Inku (Galaxy-Feathers's New Chapter)
Profile
📘 Inku
Species: Enchanted Bookling
Temperament: Curious, clingy, and quietly sentimental
Size: About the width of Tanzan’s paw—small enough to ride in a satchel, big enough to bonk someone in the face if needed
✨ Personality:
Inku is a bundle of fluttery affection wrapped in star-dusted parchment. They’re silent, but incredibly expressive—pages ruffling like a heartbeat, glowing script dancing across their parchment when emotions run high. They’re obsessed with joy—not just Tanzan’s, but anyone’s—and have a habit of gently nudging sad Tatsukoi with encouraging bookmarks or offering a memory they recorded of laughter, pressed between their pages like dried flowers.
Despite their cuteness, Inku is fiercely protective of Tanzan. If someone threatens their creator or dims their light, Inku will literally close shut and refuse to open for anyone but Tanzan. They’re surprisingly good at smacking people with their hardback cover when necessary. Book-fu is real.
🌙 How Tanzan Met Inku:
It was raining in Thistlehollow—not the kind that soaks the streets, but the soft, misty kind that turns the whole town into a watercolor. Tanzan had found shelter under the crooked awning of an old stone bridge. They were supposed to be heading to the healer’s garden, but instead sat alone with a half-finished journal spell pressed to their chest. The day had been long, full of faked smiles and heavy words. Tanzan, usually so good at holding everyone else together, couldn’t find it in themself to be cheerful anymore.
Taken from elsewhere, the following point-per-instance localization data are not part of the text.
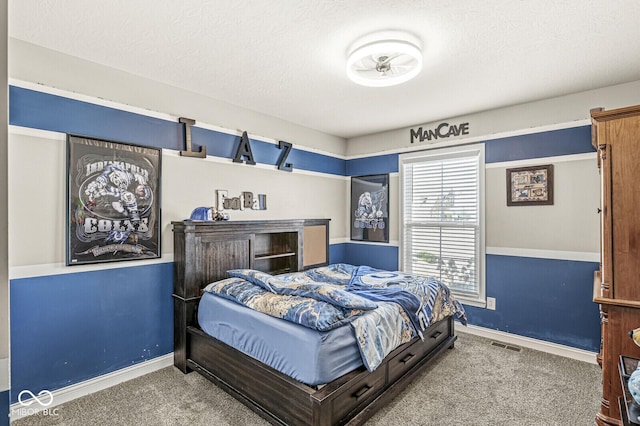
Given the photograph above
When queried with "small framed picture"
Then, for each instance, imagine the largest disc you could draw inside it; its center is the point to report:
(370, 208)
(527, 186)
(113, 201)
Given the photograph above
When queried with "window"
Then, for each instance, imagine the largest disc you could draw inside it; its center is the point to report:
(442, 218)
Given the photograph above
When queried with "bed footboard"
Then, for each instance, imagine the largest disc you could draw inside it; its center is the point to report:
(350, 399)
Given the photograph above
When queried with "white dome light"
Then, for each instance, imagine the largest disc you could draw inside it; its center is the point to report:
(384, 63)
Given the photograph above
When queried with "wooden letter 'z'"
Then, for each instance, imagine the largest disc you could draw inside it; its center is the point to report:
(282, 162)
(244, 150)
(187, 123)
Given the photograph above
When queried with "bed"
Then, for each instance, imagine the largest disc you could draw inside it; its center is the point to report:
(331, 381)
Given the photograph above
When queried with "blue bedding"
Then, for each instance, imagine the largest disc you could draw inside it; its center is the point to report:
(384, 309)
(309, 356)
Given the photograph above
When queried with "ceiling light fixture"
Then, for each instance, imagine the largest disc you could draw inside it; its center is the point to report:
(384, 62)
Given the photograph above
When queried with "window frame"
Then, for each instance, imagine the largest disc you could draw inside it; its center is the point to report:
(478, 150)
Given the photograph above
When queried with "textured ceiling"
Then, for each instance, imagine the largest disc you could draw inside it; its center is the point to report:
(286, 58)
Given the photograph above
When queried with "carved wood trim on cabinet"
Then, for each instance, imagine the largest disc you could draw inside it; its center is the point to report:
(616, 136)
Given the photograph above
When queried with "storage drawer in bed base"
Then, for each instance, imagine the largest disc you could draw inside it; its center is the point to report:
(350, 399)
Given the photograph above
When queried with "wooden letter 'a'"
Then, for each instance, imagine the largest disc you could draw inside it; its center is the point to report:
(187, 123)
(244, 150)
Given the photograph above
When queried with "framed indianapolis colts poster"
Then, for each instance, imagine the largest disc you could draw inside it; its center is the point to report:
(113, 201)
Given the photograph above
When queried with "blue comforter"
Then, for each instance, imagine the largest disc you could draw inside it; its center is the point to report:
(385, 309)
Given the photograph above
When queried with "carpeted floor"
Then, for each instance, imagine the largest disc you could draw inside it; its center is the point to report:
(476, 383)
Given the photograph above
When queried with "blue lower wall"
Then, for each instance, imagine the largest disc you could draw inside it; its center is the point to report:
(543, 299)
(73, 327)
(69, 328)
(4, 408)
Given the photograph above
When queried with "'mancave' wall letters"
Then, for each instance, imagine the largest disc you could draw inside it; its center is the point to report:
(443, 130)
(243, 154)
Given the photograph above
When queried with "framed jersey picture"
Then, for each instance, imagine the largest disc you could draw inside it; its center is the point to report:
(113, 201)
(370, 208)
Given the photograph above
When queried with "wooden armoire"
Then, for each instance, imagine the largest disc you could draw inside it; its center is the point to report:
(616, 137)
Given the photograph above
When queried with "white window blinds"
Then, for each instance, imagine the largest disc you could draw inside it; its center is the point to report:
(442, 217)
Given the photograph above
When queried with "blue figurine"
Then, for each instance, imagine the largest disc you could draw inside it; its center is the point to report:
(634, 380)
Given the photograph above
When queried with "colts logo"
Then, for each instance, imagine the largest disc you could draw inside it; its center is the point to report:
(34, 398)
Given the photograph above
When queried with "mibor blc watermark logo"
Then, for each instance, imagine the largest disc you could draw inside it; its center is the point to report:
(42, 400)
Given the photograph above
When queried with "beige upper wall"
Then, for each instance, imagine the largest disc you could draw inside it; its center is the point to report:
(36, 64)
(548, 112)
(4, 266)
(570, 224)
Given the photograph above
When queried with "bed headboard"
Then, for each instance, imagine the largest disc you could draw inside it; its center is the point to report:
(204, 250)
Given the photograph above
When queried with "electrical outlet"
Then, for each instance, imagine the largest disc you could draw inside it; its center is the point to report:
(491, 303)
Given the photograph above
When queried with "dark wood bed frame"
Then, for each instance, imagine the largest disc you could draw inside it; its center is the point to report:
(204, 251)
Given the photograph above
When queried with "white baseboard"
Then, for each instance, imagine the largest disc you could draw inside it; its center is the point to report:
(66, 394)
(527, 342)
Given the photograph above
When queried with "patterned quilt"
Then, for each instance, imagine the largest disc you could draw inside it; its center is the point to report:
(385, 309)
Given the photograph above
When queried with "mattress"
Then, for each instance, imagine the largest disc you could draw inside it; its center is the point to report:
(309, 356)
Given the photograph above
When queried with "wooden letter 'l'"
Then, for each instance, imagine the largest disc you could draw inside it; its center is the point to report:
(187, 123)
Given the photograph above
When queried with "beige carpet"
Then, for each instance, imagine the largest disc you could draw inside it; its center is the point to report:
(476, 383)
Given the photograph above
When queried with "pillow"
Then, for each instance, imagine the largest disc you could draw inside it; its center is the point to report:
(213, 287)
(258, 278)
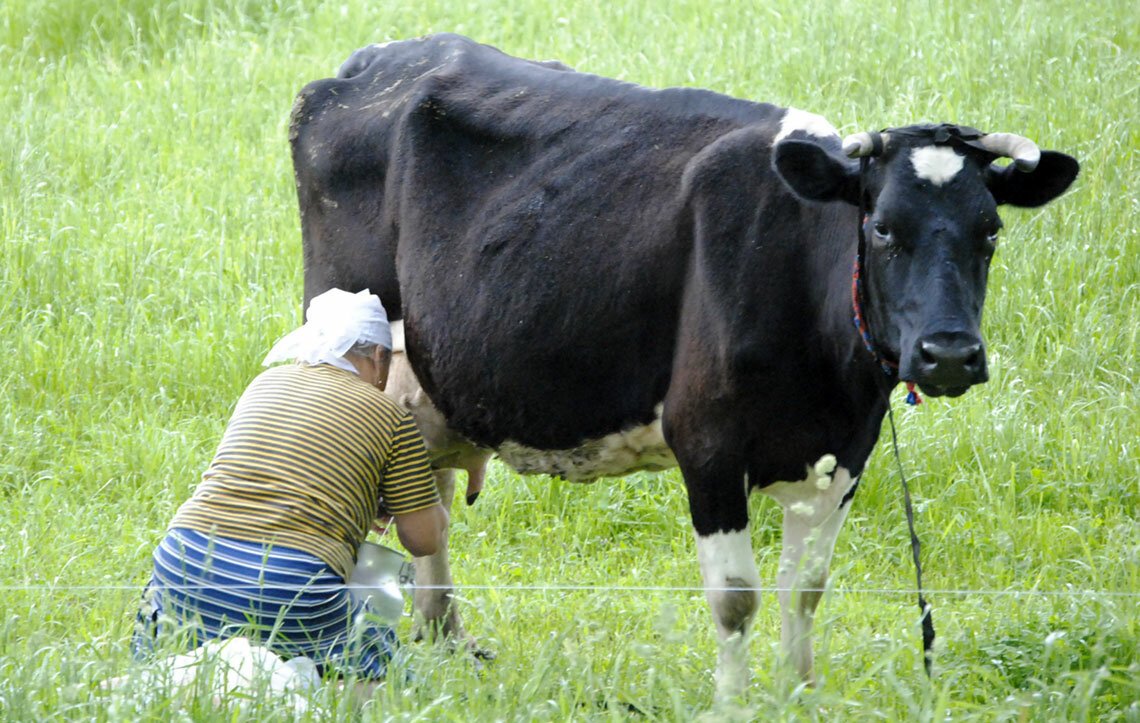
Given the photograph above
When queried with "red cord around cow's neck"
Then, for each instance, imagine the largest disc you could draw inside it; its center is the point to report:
(864, 332)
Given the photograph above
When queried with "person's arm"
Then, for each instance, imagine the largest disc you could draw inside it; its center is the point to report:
(422, 531)
(409, 494)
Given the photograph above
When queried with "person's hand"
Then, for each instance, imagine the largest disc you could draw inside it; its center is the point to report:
(381, 524)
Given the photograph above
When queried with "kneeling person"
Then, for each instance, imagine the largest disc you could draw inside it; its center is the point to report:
(312, 454)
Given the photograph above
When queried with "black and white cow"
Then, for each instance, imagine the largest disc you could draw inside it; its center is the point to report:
(596, 277)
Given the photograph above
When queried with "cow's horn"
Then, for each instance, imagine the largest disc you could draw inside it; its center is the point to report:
(1024, 152)
(865, 144)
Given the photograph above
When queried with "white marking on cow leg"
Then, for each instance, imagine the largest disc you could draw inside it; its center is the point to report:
(397, 327)
(726, 562)
(811, 123)
(433, 590)
(936, 164)
(813, 518)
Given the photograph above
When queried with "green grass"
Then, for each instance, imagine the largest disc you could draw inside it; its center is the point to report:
(152, 254)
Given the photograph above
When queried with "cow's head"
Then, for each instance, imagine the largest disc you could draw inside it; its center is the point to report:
(929, 197)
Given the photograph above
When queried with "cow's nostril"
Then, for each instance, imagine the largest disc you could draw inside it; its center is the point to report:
(972, 357)
(927, 351)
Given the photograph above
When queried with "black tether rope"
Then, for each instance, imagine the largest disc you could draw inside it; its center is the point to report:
(915, 549)
(915, 546)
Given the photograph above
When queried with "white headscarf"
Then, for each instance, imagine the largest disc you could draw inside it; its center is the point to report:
(336, 321)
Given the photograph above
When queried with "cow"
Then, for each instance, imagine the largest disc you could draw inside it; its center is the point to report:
(596, 277)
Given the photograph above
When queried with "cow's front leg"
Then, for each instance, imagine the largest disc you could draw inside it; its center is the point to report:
(814, 512)
(724, 549)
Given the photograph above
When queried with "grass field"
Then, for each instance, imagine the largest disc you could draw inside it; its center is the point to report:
(152, 253)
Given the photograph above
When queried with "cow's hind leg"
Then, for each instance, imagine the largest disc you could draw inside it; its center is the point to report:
(434, 593)
(814, 511)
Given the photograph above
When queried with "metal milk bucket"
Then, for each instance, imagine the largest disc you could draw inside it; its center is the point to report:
(376, 579)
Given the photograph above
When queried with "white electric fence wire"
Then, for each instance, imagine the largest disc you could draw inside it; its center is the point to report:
(624, 589)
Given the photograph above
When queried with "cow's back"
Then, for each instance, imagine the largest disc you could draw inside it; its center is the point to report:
(530, 224)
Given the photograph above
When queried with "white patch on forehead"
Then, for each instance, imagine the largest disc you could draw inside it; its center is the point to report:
(811, 123)
(620, 453)
(936, 164)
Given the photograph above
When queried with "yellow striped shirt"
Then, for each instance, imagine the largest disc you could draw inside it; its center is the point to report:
(304, 460)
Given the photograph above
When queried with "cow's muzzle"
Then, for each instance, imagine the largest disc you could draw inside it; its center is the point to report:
(946, 364)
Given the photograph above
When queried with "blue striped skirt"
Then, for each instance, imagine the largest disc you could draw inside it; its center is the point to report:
(208, 587)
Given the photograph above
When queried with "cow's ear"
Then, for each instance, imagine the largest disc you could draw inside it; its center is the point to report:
(812, 172)
(1053, 175)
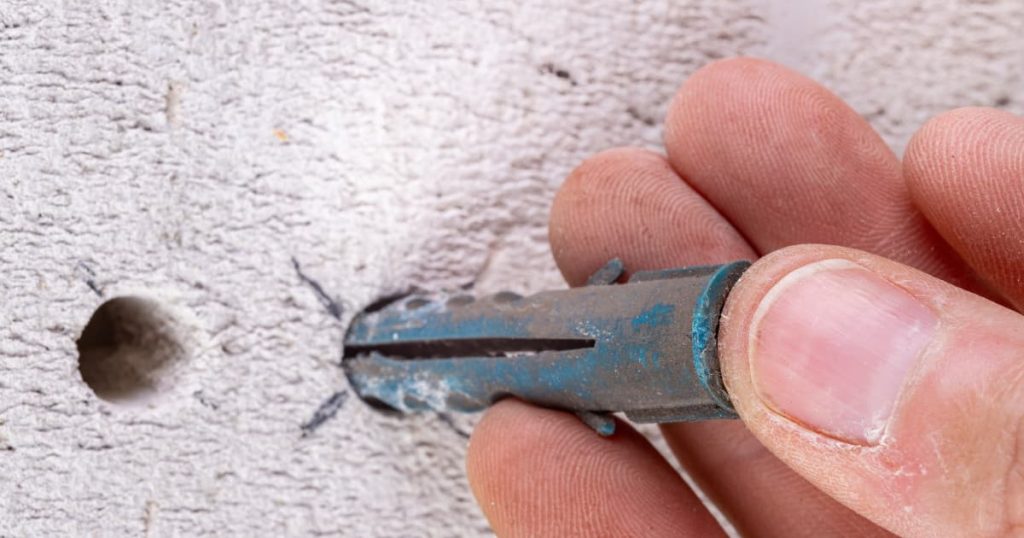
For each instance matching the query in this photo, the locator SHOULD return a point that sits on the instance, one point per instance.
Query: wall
(253, 173)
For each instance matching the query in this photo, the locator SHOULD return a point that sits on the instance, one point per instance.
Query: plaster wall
(259, 171)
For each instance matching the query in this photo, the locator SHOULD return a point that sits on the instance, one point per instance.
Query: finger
(899, 395)
(966, 172)
(630, 204)
(539, 472)
(787, 162)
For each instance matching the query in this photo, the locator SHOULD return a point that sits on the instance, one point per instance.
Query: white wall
(186, 151)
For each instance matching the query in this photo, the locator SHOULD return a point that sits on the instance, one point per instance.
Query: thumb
(897, 394)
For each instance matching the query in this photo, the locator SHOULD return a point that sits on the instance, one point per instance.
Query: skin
(760, 159)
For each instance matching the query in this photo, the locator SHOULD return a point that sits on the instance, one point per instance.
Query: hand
(881, 389)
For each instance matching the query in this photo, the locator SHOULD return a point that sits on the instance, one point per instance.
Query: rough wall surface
(258, 171)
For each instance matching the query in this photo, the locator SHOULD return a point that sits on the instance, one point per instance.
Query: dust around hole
(132, 350)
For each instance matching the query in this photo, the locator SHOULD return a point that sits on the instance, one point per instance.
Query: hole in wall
(132, 350)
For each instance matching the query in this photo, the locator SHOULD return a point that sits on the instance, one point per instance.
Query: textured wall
(251, 169)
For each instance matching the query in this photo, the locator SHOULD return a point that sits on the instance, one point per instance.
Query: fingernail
(832, 346)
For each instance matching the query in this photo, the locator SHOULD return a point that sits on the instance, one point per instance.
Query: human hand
(878, 391)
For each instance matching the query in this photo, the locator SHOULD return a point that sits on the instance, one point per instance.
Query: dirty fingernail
(832, 345)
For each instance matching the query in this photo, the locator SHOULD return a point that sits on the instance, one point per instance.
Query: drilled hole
(132, 350)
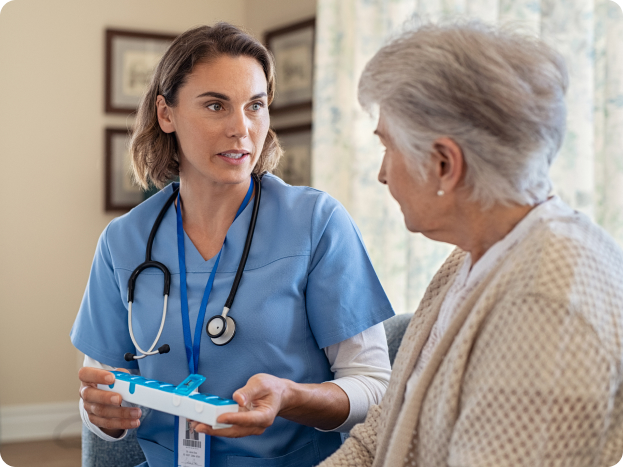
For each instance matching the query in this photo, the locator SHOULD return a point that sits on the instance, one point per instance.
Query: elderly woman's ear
(448, 164)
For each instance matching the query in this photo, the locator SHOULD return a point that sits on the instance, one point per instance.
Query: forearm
(325, 406)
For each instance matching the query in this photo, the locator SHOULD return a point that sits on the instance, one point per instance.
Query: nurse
(309, 355)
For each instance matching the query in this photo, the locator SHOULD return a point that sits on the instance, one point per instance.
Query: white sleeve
(88, 361)
(361, 368)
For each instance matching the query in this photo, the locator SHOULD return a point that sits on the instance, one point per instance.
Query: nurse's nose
(238, 125)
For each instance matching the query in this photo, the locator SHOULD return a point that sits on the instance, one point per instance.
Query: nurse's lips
(235, 156)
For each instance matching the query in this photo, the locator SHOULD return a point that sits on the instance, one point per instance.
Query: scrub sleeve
(308, 284)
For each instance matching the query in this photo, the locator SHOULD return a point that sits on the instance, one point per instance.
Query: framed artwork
(295, 165)
(131, 58)
(122, 194)
(293, 48)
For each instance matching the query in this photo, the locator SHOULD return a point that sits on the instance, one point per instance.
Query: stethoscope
(221, 328)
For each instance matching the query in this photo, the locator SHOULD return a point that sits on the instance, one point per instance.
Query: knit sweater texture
(529, 372)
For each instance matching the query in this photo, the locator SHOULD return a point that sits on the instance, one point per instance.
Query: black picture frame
(293, 49)
(130, 59)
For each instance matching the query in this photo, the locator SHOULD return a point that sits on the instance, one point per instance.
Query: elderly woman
(515, 354)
To cope, they did what they always did—wrote. But this time, instead of recording healing spells or market errands, Tanzan wrote a memory: a moment from when they were younger, when their mother had laughed so hard she cried, chasing Tanzan through a patch of silverbloom reeds. That joy was pure. Untouchable. Unrepeatable. Tanzan finished writing, closed the book, and whispered, “I miss that feeling.”
And something heard them. The magic in the book stirred—not from a spell, but from the emotion etched into the ink. A page fluttered. The book shivered. Then, in a quiet flicker of starlight, it blinked open... and breathed. It didn’t speak, but it hovered beside Tanzan with a soft warmth, like a campfire glow tucked into paper form. The crescent on its cover pulsed. Tanzan stared, startled—but instead of fear, they felt… understood. The book gently nudged their arm, as if to say:
“I remember it too. Show me more.”
They named it Inku—because the name felt like a sigh, a giggle, and a promise all in one. Since then, Inku has followed Tanzan wherever they go, recording their joy, replaying laughter when the days are dark, and quietly urging them to never forget the light they bring into the world.